Artificial Neural Networks are all the rage. One has to wonder if the catchy name played a role in the model’s own marketing and adoption. I’ve seen business managers giddy to mention that their products use “Artificial Neural Networks” and “Deep Learning”. Would they be so giddy to say their products use “Connected Circles Models” or “Fail and Be Penalized Machines”? But make no mistake – Artificial Neural Networks are the real deal as evident by their success in a number of applications like image recognition, natural language processing, automated trading, and autonomous cars. As a professional data scientist who didn’t fully understand them, I felt embarrassed like a builder without a table saw. Consequently I’ve done my homework and written this article to help others overcome the same hurdles and head scratchers I did in my own (ongoing) learning process.

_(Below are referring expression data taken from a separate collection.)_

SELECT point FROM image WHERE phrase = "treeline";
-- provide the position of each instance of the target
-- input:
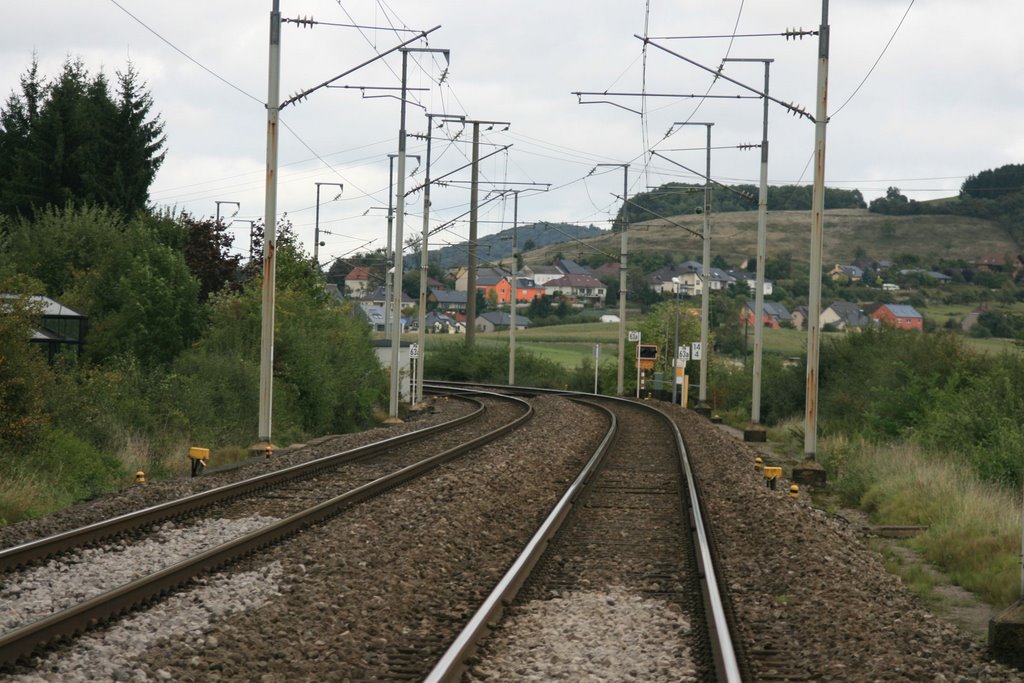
(169, 359)
(172, 345)
(993, 195)
(77, 139)
(677, 199)
(888, 385)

*Note that R code for the examples presented in this article can be found here in the Machine Learning Problem Bible. Additionally, check out Part 2, Neural Networks – A Worked Example after reading this article to see the details behind designing and coding a neural network from scratch.*

We’ll start with a motivational problem. Here we have a collection of grayscale images, each a 2×2 grid of pixels where each pixel has an intensity value between 0 (white) and 255 (black). The goal is to build a model that identifies images with a “stairs” pattern.

At this point, we are only interested in finding a model that *could* fit the data reasonably. We’ll worry about the fitting methodology later.

# Pre-processing

For each image, we label the pixels \(x_1\), \(x_2\), \(x_3\), \(x_4\) and generate an input vector \(\mathbf{x} = \begin{bmatrix}x_1 & x_2 & x_3 & x_4\end{bmatrix}\) which will be the input to our model. We expect our model to predict True (the image has the stairs pattern) or False (the image does not have the stairs pattern).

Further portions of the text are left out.